NAME

Parse::Marpa::Recognizer - A Marpa Recognizer Object

SYNOPSIS

    my $recce = new Parse::Marpa::Recognizer({
	grammar => $grammar,
    });

    my $fail_offset = $recce->text(\("2-0*3+1"));
    if ($fail_offset >= 0) {
       die("Parse failed at offset $fail_offset");
    }

my $recce2 = Parse::Marpa::Recognizer::new({grammar => $grammar});

my $op = $grammar->get_symbol("op");
my $number = $grammar->get_symbol("number");
$recce2->earleme([$number, 2, 1]);
$recce2->earleme([$op, "-", 1]);
$recce2->earleme([$number, 0, 1]);
$recce2->earleme([$op, "*", 1]);
$recce2->earleme([$number, 3, 1]);
$recce2->earleme([$op, "+", 1]);
$recce2->earleme([$number, 1, 1]);
$recce2->end_input();

DESCRIPTION

Marpa parsing takes place in three major phases: grammar creation, input recognition and parse evaluation.
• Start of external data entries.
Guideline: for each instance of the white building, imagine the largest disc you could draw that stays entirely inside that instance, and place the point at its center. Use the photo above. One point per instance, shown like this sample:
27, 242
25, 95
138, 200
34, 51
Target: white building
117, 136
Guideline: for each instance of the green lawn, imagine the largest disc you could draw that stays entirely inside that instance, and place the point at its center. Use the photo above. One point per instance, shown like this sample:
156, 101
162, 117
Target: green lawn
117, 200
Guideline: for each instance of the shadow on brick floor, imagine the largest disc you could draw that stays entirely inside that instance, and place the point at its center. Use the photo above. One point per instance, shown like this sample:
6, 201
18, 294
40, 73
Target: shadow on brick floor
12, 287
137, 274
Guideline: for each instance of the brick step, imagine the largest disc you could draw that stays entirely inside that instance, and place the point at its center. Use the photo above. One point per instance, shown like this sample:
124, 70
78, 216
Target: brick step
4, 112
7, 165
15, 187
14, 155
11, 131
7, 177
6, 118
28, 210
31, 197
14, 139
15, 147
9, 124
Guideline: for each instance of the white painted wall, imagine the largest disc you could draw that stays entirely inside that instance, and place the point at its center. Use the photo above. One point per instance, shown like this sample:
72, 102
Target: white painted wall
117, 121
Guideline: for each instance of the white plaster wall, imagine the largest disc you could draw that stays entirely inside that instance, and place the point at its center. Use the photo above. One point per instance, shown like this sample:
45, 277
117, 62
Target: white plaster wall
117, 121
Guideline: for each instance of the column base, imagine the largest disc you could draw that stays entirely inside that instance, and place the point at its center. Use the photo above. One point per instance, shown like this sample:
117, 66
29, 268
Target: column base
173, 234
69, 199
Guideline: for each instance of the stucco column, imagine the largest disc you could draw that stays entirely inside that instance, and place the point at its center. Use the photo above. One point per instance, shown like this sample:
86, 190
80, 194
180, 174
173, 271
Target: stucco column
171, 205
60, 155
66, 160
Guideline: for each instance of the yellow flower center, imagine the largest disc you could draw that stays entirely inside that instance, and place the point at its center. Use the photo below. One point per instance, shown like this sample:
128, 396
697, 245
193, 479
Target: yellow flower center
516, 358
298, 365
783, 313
Once a grammar has rules and is precomputed, a recognizer can be created from it. The recognizer accepts input and can be used to create a Marpa evaluator object.

Tokens and Earlemes

Marpa allows ambiguous tokens. Several Marpa tokens can start at a single parsing location. Marpa tokens can be of various lengths. Marpa tokens can even overlap.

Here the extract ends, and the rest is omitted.